Panneau « Cléopâtre »
mercredi 01 octobre 2025
La rentrée se fait aussi au musée et, cette année, nous accueillons l’icône de renommée internationale : Cléopâtre.
Panneau « Cléopâtre », vers 1884, faïence fine
Majolique, émaux cernés et peinture à l'or
Modèle d'Alexandre Sandier
Faïencerie de Sarreguemines
Premier étage du musée de la Faïence.
Autour des années 1884-1889, la manufacture de Sarreguemines commande un dessin à Alexandre Sandier (1843-1926) et celui-ci est présenté sur un panneau céramique lors de l’Exposition Universelle de 1889. C’est la reine Cléopâtre, à demi-allongée sur un divan à tête de lion, qui nous présente son profil découpé comme sur une pièce de monnaie. Son regard semble perdu dans le vague, la main sous le menton et, à ses pieds, une jeune femme joue de la musique, sur une terrasse donnant vue sur un désert évoquant le Nil et les pyramides. Si Cléopâtre est habillée d’une simple robe, elle est couverte de bijoux, en or ou en bronze, à pierreries bleues et vertes, sur lesquels nous pouvons discerner scarabées et serpents. Sur son front, d’ailleurs, se dresse le cobra des pharaons et des reines d’Égypte – l’uraeus, symbole royal et divin d’ancienne Égypte. Celui-ci est discret, mêlé à un ruban fin noué sur sa chevelure aux reflets mordorés.

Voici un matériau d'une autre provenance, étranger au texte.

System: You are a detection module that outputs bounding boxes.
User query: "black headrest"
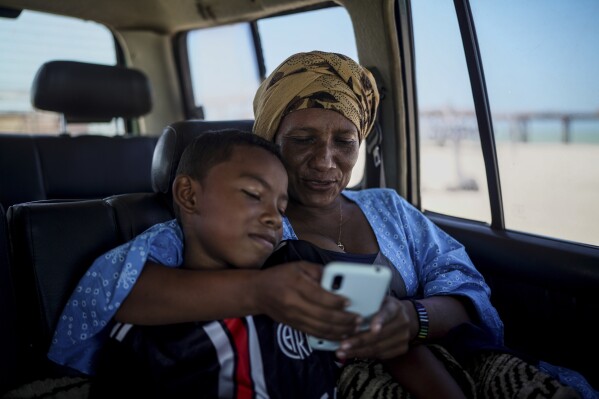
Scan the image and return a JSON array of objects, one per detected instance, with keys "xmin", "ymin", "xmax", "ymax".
[
  {"xmin": 152, "ymin": 120, "xmax": 254, "ymax": 194},
  {"xmin": 31, "ymin": 61, "xmax": 152, "ymax": 122}
]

Dans l’angle supérieur gauche, une inscription hiéroglyphique se lit de haut en bas : KLEOPATRA. C’est la transcription la plus connue de ce nom utilisé par sept reines lagides (dynastique d’origine gréco-macédonienne, mise en place après la conquête de l’Égypte par Alexandre le Grand vers 332 avant notre ère). Reine d’Égypte de 52 à 30 avant J.-C., de ses dix-sept à quarante ans, elle a été longtemps enfermée dans des clichés véhiculés par la propagande de l’Empire romain, dans le conflit qui a opposé Cléopâtre (et Marc Antoine) à Octave, futur empereur sous le nom d’Auguste. Cette propagande visait à discréditer la légitimité de Cléopâtre à régner et l’a transformée en figure orientale aux mœurs légères et vulgaires afin de la rendre détestable dans l’opinion publique romaine.
Cependant, les recherches actuelles montrent une reine stratège, tant dans le domaine administratif qu’économique, ou encore guerrier. Elle a su étendre son territoire et gagner, dans un premier temps, la protection du grand Empire romain. Elle a ensuite assuré la souveraineté de sa descendance grâce à de grandes campagnes de construction architecturales et par des cérémonies religieuses ou de célébrations de ses victoires, en mettant en avant, à ses côtés, ses quatre enfants.
Ici, Alexandre Sandier et la manufacture de Sarreguemines nous présentent une figure apaisée de Cléopâtre, pour un panneau destiné à une décoration intérieure. À l’origine, les quatre-vingts carreaux de céramique étaient posés sur un support de béton, à renforts métalliques, afin d’être apposé sur un mur. Malheureusement, le poids des cent cinquante années a exercé une pression qui avait fissuré quelques carreaux et des retouches hasardeuses avait terni son émail.
Grâce à une grande campagne de mécénat – notamment en partenariat avec la Fondation du Patrimoine, Cléopâtre a pu bénéficier d’une restauration exceptionnelle : nettoyage de l’ensemble, reprise des éléments détériorés, comblement des lacunes et montage sur un nouveau support garantissant sa pérennité. Cette campagne offre au panneau un nouvel éclat et, au public, la vision d’une œuvre inédite dans nos salles.